If you’ve been following my geeky astronomical posts lately, you’ll see that my new telescope suffers from triangular stars, caused by pinched optics. I’ve also been posting about the problem on Astronomy Forum. Just to recap, the telescope currently produces pictures like this. The effect is subtle, but if you click on the picture to see the larger version, you can clearly see the triangular stars.
M45 Pleiades cluster
For those who are unfamiliar (although there’s no excuse not to be familiar with the inner workings of telescopes if you follow my blog! ), reflecting telescopes have a thick glass mirror. The mirror is held in a circular structure called a mirror cell, which is basically a disc of metal with three (or more) clips that hold the mirror in place. Here’s my mirror in its cell.
Mirror and cell
Now here’s the rub (literally). Although the mirror is thick glass (almost an inch) and very heavy, it is actually quite flexible. It doesn’t take much pressure on the mirror to warp it, which is what’s causing my triangular stars. The three clips on the front of the mirror were pressing down quite firmly, and warping it. The top part of the clips is rubber, but it was still enough pressure.
However, that’s not all. After I loosened the three clips by undoing the screws a bit, I noticed that the mirror was actually wedged tightly in between the metal pegs at the base of each clip. It shouldn’t be touching those at all.
Primary mirror clip
Not only was my mirror touching the sides of the clips, it was wedged tightly down. It wouldn’t budge, and must have required significant effort to wedge it in there. I contacted the retailer, Teleskop Express, to ask what they recommended. This is their reply:
you are probably right – it is the sideways pressure of the mirror clips. This can be more pronounced if the temperatures get lower. The best way to deal with this problem is to take the mirror out of the cell and file/sand off a bit from the clips. You can even take off so much that you can fit a piece of felt or velours inbetween. (but this is an option not a must).
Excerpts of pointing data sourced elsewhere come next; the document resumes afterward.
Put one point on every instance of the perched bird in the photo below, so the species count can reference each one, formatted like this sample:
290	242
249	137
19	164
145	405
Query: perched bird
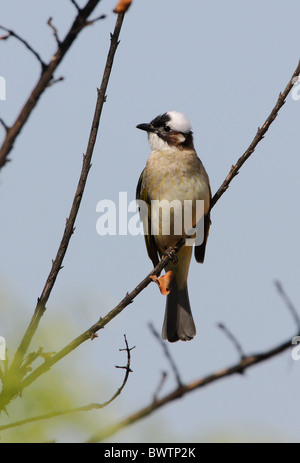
173	173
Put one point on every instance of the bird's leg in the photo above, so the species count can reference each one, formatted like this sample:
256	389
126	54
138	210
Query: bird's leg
163	282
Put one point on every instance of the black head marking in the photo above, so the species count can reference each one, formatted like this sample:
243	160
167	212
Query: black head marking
161	121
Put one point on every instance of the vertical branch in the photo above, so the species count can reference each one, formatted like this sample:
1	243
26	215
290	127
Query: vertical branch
69	228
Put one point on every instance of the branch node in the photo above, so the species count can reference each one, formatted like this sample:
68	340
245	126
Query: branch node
54	30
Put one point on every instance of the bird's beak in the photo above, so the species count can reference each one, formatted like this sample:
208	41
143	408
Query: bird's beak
146	127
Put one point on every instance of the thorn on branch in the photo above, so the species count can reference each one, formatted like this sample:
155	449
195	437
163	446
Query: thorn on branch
161	383
122	6
76	6
167	355
93	336
54	30
126	367
90	22
11	33
6	128
55	81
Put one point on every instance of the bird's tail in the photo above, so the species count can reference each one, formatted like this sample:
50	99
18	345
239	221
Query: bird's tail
178	322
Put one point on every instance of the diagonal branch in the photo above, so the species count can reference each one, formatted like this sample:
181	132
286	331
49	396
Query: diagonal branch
11	33
246	363
46	77
85	408
170	255
69	228
258	137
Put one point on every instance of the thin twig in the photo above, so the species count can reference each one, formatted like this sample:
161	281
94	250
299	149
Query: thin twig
288	303
161	383
247	362
47	75
258	137
6	128
76	6
25	43
167	355
69	228
54	30
85	408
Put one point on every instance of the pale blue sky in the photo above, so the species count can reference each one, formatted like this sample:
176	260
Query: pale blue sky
223	64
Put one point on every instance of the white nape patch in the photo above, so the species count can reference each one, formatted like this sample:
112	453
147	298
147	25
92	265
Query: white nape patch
179	122
157	143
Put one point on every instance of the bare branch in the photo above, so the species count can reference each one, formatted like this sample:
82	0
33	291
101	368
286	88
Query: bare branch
288	303
46	77
69	228
258	137
6	128
93	21
246	363
76	6
25	43
85	408
167	355
54	30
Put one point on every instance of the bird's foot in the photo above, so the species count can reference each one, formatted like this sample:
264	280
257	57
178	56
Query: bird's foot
163	282
171	254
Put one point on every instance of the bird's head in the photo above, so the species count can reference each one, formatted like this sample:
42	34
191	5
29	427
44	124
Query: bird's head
169	130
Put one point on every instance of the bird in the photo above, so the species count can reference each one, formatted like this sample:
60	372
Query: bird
173	173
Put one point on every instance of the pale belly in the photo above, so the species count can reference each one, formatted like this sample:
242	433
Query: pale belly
178	188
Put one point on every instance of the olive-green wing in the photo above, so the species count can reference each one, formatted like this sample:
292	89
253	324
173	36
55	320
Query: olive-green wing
145	215
200	250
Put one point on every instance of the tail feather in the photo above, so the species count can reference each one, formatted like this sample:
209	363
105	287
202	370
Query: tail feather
178	322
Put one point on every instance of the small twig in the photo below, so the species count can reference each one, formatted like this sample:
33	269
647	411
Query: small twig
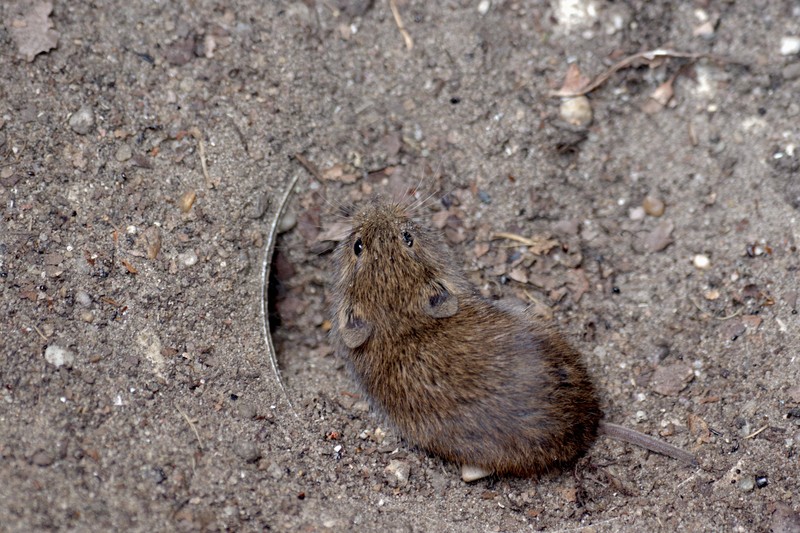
201	148
538	245
272	234
648	55
309	166
399	22
513	237
756	432
589	526
191	425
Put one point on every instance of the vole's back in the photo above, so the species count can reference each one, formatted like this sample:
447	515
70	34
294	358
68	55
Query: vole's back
484	387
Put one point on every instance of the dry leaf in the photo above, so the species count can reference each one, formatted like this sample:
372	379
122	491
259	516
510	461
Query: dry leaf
32	31
336	173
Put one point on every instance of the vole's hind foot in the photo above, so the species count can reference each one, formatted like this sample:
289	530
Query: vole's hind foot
473	473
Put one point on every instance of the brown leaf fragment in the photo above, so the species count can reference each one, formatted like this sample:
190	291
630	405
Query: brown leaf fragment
577	283
670	380
519	275
32	31
661	237
574	81
481	249
337	173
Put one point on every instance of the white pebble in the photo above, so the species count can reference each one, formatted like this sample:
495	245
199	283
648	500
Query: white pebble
576	111
58	356
188	258
701	261
790	46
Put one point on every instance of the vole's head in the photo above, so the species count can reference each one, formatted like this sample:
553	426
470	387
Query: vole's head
391	272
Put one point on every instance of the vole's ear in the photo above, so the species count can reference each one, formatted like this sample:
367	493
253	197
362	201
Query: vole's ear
438	301
354	330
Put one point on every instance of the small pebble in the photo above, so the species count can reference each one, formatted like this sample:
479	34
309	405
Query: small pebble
653	206
790	45
637	213
124	153
248	451
188	258
275	471
397	473
58	356
82	120
701	261
83	298
576	111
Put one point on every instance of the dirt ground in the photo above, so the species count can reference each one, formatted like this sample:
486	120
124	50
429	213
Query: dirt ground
142	163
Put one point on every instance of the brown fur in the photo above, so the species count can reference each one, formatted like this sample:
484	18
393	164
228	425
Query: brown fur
469	380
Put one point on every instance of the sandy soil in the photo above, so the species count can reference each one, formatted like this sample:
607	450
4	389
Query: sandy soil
137	394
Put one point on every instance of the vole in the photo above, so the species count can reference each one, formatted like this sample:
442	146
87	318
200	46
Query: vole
479	383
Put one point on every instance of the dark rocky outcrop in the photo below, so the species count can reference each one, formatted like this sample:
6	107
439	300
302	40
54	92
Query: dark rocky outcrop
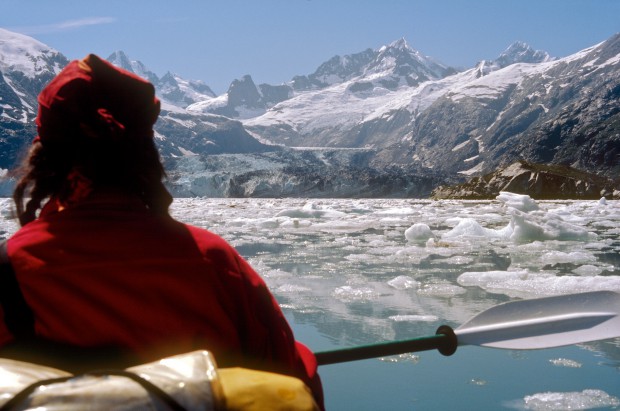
539	181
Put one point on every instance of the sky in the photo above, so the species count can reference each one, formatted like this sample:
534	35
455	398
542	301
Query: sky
218	41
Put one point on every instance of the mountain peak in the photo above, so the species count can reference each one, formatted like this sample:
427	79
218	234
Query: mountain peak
24	54
400	44
521	52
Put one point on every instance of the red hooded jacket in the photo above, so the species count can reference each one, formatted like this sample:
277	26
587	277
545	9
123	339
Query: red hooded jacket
108	272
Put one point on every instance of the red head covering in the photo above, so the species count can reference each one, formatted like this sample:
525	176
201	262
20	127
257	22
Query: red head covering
93	93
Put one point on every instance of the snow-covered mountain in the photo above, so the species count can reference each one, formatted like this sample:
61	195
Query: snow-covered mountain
359	121
171	88
523	104
26	65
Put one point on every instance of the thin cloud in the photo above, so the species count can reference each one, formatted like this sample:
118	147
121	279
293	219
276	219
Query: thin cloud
65	25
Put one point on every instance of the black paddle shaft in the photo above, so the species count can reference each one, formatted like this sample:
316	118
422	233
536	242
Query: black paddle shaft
444	341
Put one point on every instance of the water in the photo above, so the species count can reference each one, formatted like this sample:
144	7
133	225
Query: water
353	272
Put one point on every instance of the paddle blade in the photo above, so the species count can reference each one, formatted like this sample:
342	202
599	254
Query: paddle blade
545	322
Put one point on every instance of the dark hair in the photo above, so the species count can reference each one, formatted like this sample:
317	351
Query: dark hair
129	163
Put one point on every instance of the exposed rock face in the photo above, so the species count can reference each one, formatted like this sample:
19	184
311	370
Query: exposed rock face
536	180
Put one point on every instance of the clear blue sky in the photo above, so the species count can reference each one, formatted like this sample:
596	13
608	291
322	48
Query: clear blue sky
217	41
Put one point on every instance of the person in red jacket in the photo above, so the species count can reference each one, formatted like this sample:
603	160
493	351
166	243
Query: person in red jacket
99	261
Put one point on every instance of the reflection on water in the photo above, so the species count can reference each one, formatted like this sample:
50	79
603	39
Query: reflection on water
346	274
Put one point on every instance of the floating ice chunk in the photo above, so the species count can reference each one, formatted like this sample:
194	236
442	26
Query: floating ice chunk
348	293
310	210
584	400
526	284
419	233
403	282
441	289
269	223
468	227
291	288
565	362
588	270
547	226
575	257
518	201
413	318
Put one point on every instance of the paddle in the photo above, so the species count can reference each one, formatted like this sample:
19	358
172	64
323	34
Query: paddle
517	325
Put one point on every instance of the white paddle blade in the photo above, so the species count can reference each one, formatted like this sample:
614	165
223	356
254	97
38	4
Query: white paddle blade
545	322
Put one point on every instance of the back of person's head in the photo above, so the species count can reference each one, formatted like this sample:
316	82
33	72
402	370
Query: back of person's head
95	131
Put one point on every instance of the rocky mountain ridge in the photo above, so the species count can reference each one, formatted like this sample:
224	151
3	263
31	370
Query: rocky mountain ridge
539	181
413	119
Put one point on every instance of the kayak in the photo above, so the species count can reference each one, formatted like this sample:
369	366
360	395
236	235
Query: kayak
186	382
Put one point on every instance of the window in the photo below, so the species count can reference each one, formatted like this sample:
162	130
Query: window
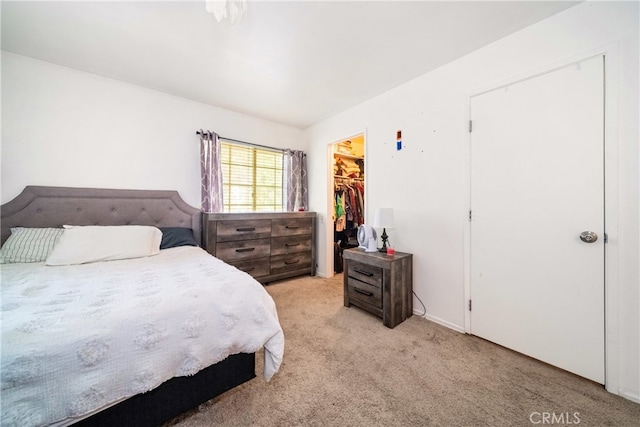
252	178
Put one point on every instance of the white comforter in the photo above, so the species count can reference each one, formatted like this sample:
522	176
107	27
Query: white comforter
77	338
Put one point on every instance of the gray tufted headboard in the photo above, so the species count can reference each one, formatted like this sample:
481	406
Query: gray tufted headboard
55	206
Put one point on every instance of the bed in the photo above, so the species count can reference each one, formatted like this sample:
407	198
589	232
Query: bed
128	369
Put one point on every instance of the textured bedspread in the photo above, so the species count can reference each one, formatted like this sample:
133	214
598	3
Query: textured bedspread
76	338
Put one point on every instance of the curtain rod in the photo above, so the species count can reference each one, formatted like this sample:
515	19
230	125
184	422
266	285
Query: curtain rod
246	143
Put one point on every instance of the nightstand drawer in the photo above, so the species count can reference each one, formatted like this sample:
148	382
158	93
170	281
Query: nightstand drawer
365	273
228	231
282	263
291	226
289	245
364	292
255	267
245	249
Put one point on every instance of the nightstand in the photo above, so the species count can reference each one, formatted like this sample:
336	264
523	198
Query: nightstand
379	283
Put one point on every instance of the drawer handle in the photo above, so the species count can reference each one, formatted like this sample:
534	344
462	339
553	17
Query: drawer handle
360	291
365	273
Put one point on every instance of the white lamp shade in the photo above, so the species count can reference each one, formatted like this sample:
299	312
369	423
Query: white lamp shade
384	218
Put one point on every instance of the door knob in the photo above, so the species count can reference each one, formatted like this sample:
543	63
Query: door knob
588	236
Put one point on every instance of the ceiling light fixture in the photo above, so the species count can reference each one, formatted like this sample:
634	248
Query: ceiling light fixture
231	11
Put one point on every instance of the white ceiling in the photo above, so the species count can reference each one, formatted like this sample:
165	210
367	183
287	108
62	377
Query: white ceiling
292	62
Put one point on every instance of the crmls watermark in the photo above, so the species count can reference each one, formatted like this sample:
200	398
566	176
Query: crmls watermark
554	418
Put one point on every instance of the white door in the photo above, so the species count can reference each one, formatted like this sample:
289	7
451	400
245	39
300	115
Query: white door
537	183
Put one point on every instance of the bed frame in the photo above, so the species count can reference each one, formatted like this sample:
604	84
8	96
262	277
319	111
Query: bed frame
39	206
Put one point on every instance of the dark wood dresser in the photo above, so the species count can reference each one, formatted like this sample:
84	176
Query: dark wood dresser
379	283
269	246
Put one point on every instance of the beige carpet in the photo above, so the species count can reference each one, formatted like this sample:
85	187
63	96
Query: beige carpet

Reluctant to do irreversible modifications on a new an expensive telescope, I set about the task. I wore cotton gloves to avoid touching the surface of the mirror and tried to remove the mirror by hand. No luck – it was stuck too tight. Eventually I resorted to using a plastic ice-scraper. The scraper broke with the effort, but eventually I freed the mirror. It removed paint from the insides of the clips.
Freeing the mirror
Finally, I set to work filing back the metal extrusions. Unfortunately I only have a basic set of hand files which are not that accurate. A poor workman always blames his tools, but I’m a poor workman I scuffed the outer ring of the cell a few times, but it doesn’t matter. I was more upset about wearing a lot of the cork mat away. I tried to peel them off for safekeeping but unfortunately they started to break up.
Filed mirror clip
Now, the mirror fits in the cell between the metal pegs with about a millimetre to spare in each direction. Nothing presses, bends, squeezes or squashes it. Unfortunately it’s cloudy tonight so I can’t test it on a bright star, but I am optimistic that this will have cured the problem. Watch this space for results!